Por Redação | 06 de Maio de 2013 às 10h36

Pesquisadores do Albert Einstein College of Medicine, em Nova York, Estados Unidos, publicaram recentemente na revista Nature os resultados de um estudo sobre o envelhecimento, que identificou que uma área localizada no hipotálamo é capaz de sinalizar o início do envelhecimento do corpo humano e de suas células.

A equipe coordenada pelo fisiólogo Dongsheng Cai monitorou a atividade da NF-kB no cérebro de ratos. Esta molécula é responsável pelo controle da transcrição do DNA e é relacionada a situações de estresse e inflamações no organismo. Os pesquisadores identificaram que a molécula NF-kB se tornou mais presente no hipotálamo conforme os ratos foram envelhecendo. Os resultados dessa pesquisa poderão contribuir, em um futuro próximo, no tratamento de doenças relacionadas ao envelhecimento.

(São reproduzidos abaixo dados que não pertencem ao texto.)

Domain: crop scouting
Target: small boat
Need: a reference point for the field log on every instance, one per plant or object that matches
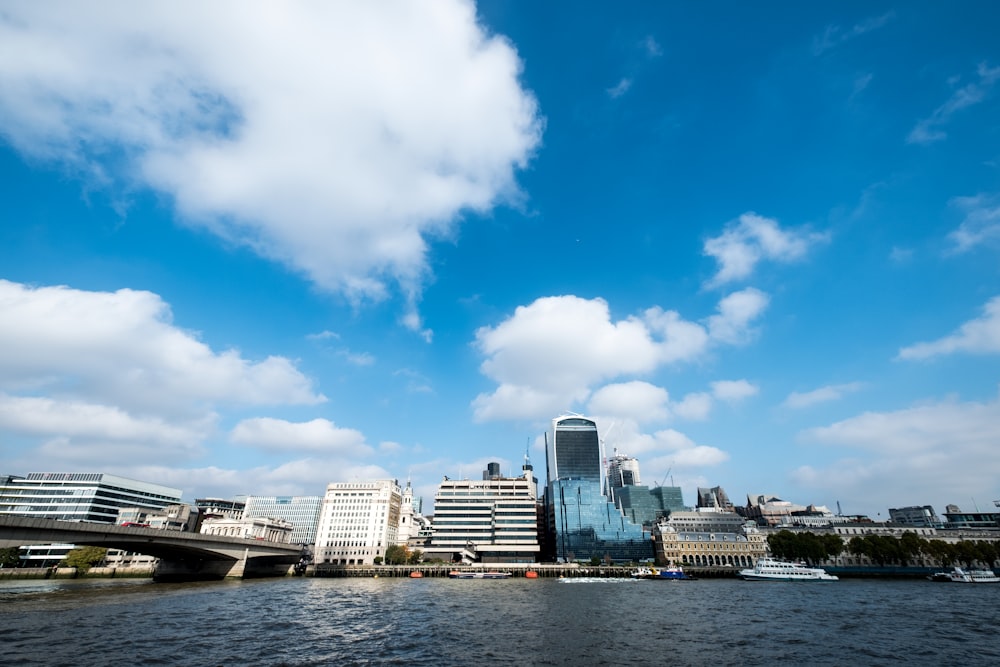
(670, 573)
(464, 574)
(770, 569)
(962, 576)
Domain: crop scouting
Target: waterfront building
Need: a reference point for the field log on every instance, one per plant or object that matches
(300, 511)
(681, 544)
(414, 529)
(358, 522)
(714, 498)
(622, 471)
(582, 523)
(955, 519)
(493, 520)
(923, 516)
(76, 496)
(573, 449)
(256, 528)
(768, 510)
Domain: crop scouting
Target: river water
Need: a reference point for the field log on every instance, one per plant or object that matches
(305, 621)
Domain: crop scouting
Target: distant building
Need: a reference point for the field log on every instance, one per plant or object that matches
(76, 496)
(735, 546)
(768, 510)
(581, 522)
(622, 471)
(923, 516)
(258, 528)
(220, 508)
(358, 522)
(493, 520)
(956, 519)
(300, 511)
(714, 498)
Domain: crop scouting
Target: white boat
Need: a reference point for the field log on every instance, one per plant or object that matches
(962, 576)
(769, 569)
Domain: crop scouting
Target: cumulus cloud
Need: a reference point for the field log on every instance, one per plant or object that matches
(981, 224)
(107, 377)
(752, 238)
(977, 336)
(331, 137)
(318, 435)
(548, 355)
(121, 348)
(833, 392)
(887, 456)
(736, 313)
(636, 400)
(928, 130)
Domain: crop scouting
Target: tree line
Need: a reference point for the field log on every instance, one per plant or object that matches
(881, 549)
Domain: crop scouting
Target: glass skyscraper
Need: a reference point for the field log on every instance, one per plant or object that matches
(582, 522)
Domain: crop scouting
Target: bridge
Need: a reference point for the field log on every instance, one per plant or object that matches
(182, 556)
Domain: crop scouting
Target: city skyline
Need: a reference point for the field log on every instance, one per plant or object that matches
(758, 247)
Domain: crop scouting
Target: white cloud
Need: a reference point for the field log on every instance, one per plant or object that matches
(751, 239)
(977, 336)
(734, 390)
(835, 35)
(736, 313)
(636, 400)
(120, 348)
(101, 379)
(833, 392)
(619, 88)
(318, 435)
(981, 224)
(929, 130)
(548, 355)
(935, 453)
(331, 137)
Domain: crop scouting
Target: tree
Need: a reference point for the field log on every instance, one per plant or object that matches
(10, 557)
(84, 558)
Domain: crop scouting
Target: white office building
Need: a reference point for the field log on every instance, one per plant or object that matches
(300, 511)
(76, 496)
(489, 521)
(358, 522)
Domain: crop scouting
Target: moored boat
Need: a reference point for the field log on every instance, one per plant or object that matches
(466, 574)
(770, 569)
(963, 576)
(671, 573)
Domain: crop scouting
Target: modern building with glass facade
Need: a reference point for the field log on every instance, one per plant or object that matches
(491, 520)
(582, 522)
(76, 496)
(300, 511)
(358, 522)
(573, 449)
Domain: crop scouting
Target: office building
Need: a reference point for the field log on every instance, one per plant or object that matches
(923, 516)
(302, 512)
(573, 449)
(76, 496)
(493, 520)
(358, 522)
(581, 522)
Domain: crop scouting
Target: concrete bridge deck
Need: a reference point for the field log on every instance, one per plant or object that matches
(181, 555)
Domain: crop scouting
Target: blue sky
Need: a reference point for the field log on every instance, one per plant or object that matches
(256, 248)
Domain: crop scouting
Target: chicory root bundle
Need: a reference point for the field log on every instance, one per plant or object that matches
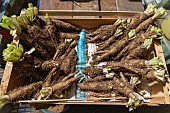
(45, 92)
(19, 93)
(137, 19)
(107, 33)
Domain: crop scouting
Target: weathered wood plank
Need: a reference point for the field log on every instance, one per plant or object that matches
(108, 5)
(56, 5)
(126, 5)
(92, 5)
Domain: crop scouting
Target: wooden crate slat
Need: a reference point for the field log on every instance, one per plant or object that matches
(90, 5)
(126, 5)
(56, 5)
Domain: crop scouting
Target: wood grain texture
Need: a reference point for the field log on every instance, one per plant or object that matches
(126, 5)
(55, 5)
(108, 5)
(86, 5)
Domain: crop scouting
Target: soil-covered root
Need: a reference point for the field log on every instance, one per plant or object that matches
(92, 71)
(113, 50)
(45, 92)
(139, 52)
(68, 35)
(97, 86)
(19, 93)
(110, 94)
(106, 33)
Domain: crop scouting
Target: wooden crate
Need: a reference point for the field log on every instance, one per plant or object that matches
(159, 92)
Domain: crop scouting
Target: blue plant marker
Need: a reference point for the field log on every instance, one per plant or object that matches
(81, 62)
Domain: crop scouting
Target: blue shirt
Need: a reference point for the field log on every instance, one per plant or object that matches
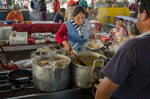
(58, 17)
(130, 68)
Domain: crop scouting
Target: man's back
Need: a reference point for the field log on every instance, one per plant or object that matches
(68, 13)
(134, 73)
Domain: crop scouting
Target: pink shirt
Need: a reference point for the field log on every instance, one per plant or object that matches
(121, 32)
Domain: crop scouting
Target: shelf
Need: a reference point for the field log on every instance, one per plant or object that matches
(27, 47)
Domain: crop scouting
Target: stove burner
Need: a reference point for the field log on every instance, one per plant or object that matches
(17, 87)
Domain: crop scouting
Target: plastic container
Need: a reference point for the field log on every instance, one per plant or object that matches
(21, 38)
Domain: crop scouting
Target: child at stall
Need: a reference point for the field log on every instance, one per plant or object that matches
(119, 32)
(133, 32)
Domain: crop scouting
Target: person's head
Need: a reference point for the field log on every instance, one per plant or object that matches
(73, 3)
(133, 31)
(119, 24)
(79, 14)
(15, 10)
(121, 19)
(143, 17)
(62, 12)
(99, 1)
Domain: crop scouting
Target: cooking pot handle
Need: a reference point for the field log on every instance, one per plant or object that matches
(63, 67)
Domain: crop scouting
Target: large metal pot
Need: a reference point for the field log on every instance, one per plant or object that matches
(52, 78)
(86, 76)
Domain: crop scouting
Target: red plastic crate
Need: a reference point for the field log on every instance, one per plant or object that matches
(31, 40)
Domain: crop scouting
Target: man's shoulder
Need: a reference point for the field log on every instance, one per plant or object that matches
(134, 42)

Durante o processo de pesquisa, os cientistas aplicaram nos ratos uma substância capaz de inibir as reações da molécula NF-kB. E ao fazer isso, os pesquisadores puderam perceber que quando a molécula não estava em plena atividade no organismo, os ratos viviam mais e superavam com mais facilidade testes cognitivos e de movimento, sem redução de sua força muscular e massa óssea.

"Nós oferecemos evidências científicas para o conceito de que o envelhecimento sistêmico é influenciado por um tecido particular do corpo", afirmou Cai. Com a inibição da molécula no hipotálamo, os pesquisadores conseguiram aumentar em 20% o tempo de vida dos ratos e acreditam que o método possa surtir os mesmos efeitos no organismo humano.